Ormara, Paquistão – As buscas realizadas no litoral paquistanês confirmaram na quarta-feira a localização dos destroços de um Boeing 737. A aeronave de carga, que pertencia à K2 Airways, havia desaparecido dos radares cerca de 12 horas antes, enquanto sobrevoava a costa de Karachi. Agora, a prioridade absoluta das autoridades é encontrar os cinco integrantes da tripulação que estavam a bordo.
O ponto exato da queda foi identificado a 53 milhas náuticas, aproximadamente 98 quilômetros, ao sul do porto de Ormara. Para a missão de resgate, a Marinha do Paquistão e a Agência de Segurança Marítima destacaram diversos meios aéreos e embarcações. O esforço foi determinado pelo primeiro-ministro Shehbaz Sharif, que, apesar de ter manifestado condolências às famílias, mantém as operações de busca em andamento sem declarações oficiais sobre o estado dos tripulantes — dois pilotos, dois engenheiros e um auxiliar.
O sinal de alerta surgiu por volta das 21h18 no horário local, quando a tripulação reportou uma falha no sistema de navegação. A partir daí, o que se seguiu foi uma sucessão de manobras erráticas. Dados do serviço de rastreamento Flightradar24 indicam que o cargueiro, com 27 anos de uso, enfrentou mudanças bruscas de altitude e instabilidade técnica. A comunicação com o controle de tráfego aéreo foi interrompida apenas três minutos após o primeiro reporte, quando a aeronave estava a 155 milhas náuticas de distância de seu destino em Karachi.
Os registros digitais do voo descrevem um cenário caótico antes do mergulho final. Em um intervalo de menos de um minuto, o Boeing 737-400 perdeu 5.000 pés, seguidos por uma subida súbita de 6.000 pés em apenas 30 segundos.

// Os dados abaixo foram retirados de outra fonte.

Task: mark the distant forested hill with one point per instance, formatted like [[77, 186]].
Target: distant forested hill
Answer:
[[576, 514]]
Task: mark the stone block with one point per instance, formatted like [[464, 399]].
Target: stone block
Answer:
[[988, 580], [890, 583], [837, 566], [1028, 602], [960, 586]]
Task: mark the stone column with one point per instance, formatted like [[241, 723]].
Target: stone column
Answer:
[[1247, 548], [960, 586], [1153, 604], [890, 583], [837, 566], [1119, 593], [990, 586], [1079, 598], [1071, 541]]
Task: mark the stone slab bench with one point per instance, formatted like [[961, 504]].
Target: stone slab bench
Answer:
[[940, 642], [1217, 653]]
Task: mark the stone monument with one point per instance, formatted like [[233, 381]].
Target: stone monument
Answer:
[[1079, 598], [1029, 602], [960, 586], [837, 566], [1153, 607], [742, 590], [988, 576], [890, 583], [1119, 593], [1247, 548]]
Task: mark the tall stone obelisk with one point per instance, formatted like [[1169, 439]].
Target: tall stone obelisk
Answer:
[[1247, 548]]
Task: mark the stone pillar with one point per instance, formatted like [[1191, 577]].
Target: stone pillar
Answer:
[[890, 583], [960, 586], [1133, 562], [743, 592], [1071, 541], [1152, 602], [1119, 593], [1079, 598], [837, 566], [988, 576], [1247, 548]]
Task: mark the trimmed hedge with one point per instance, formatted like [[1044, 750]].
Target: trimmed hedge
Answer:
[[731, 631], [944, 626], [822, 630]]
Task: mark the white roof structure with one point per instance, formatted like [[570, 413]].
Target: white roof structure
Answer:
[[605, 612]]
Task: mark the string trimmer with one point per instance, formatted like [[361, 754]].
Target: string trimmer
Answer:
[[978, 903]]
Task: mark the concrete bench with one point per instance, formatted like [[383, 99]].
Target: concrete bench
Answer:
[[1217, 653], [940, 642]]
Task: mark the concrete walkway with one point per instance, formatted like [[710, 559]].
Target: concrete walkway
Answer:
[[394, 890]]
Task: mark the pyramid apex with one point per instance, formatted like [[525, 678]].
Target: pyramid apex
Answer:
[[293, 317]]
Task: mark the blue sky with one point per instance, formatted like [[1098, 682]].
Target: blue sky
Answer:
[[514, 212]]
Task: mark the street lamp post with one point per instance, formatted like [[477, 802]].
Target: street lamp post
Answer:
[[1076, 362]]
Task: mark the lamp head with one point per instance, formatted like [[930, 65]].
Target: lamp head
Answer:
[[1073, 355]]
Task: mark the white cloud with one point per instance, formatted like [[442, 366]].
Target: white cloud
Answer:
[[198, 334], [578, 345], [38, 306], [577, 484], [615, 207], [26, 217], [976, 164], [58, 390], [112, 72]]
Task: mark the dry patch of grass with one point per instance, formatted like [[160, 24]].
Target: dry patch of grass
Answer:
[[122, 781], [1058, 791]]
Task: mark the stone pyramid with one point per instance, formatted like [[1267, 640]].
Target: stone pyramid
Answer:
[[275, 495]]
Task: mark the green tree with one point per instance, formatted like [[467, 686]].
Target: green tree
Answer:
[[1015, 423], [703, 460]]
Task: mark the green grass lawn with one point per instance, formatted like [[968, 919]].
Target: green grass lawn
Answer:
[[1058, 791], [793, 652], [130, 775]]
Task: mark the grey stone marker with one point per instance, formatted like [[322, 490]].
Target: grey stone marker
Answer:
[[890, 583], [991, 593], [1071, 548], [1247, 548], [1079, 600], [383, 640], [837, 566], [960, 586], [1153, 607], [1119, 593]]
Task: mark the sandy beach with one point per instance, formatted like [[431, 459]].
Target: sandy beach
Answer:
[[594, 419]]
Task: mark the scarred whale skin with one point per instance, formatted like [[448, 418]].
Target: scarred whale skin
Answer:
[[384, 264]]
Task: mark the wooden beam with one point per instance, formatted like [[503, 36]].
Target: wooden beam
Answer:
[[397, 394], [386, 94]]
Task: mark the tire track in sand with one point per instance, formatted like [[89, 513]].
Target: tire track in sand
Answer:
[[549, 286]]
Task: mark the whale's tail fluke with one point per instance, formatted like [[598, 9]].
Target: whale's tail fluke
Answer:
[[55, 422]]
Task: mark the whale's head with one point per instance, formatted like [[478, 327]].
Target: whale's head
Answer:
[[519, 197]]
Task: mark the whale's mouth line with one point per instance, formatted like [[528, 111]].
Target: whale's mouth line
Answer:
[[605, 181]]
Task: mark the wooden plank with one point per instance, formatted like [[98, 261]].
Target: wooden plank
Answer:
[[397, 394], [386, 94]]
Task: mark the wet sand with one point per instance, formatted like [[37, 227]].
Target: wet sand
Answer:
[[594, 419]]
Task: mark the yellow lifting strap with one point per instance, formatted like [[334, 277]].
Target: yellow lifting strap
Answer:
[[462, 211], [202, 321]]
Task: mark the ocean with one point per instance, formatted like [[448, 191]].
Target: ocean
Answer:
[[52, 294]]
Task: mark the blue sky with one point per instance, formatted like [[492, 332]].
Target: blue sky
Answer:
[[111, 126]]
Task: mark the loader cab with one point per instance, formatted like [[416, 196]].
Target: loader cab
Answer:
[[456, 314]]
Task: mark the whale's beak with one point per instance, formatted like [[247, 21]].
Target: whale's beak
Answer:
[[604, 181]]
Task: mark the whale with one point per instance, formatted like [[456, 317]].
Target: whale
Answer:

O desfecho trágico ocorreu a partir de 36.550 pés, com a aeronave atingindo uma razão de descida vertical de 22.400 pés por minuto — o que equivale a uma velocidade de queda de aproximadamente 400 quilômetros por hora.
A aeronave envolvida no acidente, um modelo convertido para transporte de carga em 2012, integrava a frota da K2 Airways apenas desde o início de 2024. Originalmente entregue à russa Aeroflot em 1999, o avião operava com motores da CFM International. Até o momento, a Boeing não comentou o incidente.
Este desaparecimento evoca memórias difíceis para a aviação paquistanesa. Caso se confirme a fatalidade, este será o primeiro acidente aéreo com mortes registrado no país desde 2020, quando uma aeronave da Pakistan International Airlines colidiu nos arredores de Karachi, resultando na perda de 97 vidas. Enquanto as buscas prosseguem em mar aberto, a expectativa por respostas sobre a pane no sistema de navegação permanece o foco central da investigação conduzida pela Autoridade de Aviação Civil.